Practically, monitoring with New Relic looks as follows:
- Create a New Relic account
- Instrument your application with the New Relic agent which sends metrics and traces to New Relic
- Define alerts and configure dashboards on NewRelic
NewRelic supports many different integrations that allow you to collect data from various programming languages, platforms, and frameworks, making it attractive if your architecture is complex and consists of components and services written in different languages.
How does monitoring relate to distributed tracing?
While the focus of this article is monitoring, it's worth mentioning distributed tracing as it often comes up in the context of monitoring and observability.

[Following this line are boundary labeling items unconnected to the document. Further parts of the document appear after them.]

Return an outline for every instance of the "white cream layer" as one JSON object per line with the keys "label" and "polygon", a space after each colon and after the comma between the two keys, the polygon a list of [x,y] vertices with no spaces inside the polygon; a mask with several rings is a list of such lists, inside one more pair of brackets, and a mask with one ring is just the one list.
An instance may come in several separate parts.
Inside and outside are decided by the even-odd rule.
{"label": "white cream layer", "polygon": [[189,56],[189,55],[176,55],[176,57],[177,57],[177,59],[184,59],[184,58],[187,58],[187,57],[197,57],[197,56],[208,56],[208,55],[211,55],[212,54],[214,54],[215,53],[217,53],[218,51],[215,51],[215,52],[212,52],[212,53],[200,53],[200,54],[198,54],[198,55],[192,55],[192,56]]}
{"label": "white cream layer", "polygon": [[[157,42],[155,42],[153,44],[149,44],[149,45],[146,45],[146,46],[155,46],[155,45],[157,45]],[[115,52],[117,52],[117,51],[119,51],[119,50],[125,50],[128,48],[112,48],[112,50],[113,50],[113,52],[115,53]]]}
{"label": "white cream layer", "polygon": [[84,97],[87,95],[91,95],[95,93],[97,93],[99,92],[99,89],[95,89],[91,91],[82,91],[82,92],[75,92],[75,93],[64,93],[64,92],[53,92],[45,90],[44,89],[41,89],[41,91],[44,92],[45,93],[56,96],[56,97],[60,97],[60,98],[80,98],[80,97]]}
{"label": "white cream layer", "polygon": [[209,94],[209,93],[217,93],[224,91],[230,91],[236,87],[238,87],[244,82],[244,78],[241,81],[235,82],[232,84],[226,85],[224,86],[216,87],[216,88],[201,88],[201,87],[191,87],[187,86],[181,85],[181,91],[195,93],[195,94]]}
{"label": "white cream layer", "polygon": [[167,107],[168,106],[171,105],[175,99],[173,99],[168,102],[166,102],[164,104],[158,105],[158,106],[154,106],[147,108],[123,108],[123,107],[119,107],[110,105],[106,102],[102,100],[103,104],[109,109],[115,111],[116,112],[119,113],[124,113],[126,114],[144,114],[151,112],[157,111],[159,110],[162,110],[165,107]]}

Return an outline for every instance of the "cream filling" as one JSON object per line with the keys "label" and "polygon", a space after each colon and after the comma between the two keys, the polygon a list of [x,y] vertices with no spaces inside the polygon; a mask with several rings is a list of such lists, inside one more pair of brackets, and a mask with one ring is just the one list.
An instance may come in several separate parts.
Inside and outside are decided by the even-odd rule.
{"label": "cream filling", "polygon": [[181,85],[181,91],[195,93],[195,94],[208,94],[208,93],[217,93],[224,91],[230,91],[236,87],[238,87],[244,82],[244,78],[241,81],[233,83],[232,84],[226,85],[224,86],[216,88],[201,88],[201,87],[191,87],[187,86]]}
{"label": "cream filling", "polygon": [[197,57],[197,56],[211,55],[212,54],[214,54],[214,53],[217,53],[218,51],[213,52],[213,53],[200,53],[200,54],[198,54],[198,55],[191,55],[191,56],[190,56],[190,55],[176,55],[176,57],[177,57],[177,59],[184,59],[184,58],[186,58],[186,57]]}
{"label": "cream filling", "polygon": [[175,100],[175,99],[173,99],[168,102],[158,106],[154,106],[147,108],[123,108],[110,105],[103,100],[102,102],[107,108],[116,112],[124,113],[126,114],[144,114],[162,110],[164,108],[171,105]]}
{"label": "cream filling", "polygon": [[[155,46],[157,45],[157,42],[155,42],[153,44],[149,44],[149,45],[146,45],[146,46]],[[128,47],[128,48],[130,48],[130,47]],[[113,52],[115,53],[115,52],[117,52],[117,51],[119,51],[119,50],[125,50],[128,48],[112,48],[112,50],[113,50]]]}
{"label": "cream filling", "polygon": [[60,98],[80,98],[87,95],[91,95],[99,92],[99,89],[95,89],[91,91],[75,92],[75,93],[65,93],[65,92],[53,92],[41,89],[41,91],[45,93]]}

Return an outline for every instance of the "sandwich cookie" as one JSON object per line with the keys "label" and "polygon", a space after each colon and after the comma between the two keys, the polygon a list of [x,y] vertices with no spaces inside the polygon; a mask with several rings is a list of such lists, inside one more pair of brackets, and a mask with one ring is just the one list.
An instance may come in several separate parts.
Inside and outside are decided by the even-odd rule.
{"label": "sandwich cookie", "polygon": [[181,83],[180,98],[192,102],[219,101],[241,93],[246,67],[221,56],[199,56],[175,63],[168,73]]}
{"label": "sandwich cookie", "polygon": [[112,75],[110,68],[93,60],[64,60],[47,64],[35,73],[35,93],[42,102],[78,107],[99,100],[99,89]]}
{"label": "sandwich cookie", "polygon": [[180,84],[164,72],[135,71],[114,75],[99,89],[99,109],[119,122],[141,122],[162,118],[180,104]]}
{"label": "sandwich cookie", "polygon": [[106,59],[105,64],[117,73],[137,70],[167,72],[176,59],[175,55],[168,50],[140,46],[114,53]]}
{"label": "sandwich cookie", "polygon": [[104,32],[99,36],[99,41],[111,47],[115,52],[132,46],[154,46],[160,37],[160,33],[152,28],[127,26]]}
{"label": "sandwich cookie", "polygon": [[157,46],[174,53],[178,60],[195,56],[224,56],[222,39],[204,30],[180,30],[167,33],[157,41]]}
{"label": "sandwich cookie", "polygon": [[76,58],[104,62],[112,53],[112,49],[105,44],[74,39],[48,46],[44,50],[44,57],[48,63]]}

In a Microservices architecture, it's common for requests to span multiple services. Each service handles a request by performing one or more operations, e.g., database queries, publishing events to a message queue, and updating the cache. Developers working with such architectures can quickly lose sight of the global system behavior, making it hard to troubleshoot problems.
Distributed tracing is a method used to profile and monitor applications, especially those built using a Microservices architecture. Distributed tracing helps pinpoint where failures occur and what causes poor performance.
It does so by assigning external requests a unique external request-id, which gets passed to all services involved in handling the request. All involved services record information (start time, end time) about the requests and operations performed. The recorded information is collected by the tracing tool, which visualizes this information.
Distributed tracing complements monitoring with a subtle but fundamental distinction. While monitoring helps ensure the reliability of specific services, distributed tracing can help you understand and debug the relationship between services. In other words, tracing is suitable for debugging microservices architecture, where the relationships between services can lead to bottlenecks and errors.
In this article, you learned about the best practices for monitoring your application. Beginning with the foundations, then delving into how monitoring fits into the development workflow, what to monitor, and the tools to help you with this.
Choosing a monitoring tool or platform can be tricky. Therefore it's crucial to understand the principles behind monitoring, as it allows you to make more informed choices.
Monitoring alone will not make your application immune to failure. Instead, it will provide you a panoramic view of system behavior and performance in production, allowing you to see the impact of any failure and guide you in determining the root cause.
In summary, monitoring is a critical aspect of software development and an essential skill in enabling rapid development while ensuring the reliability and performance of your application.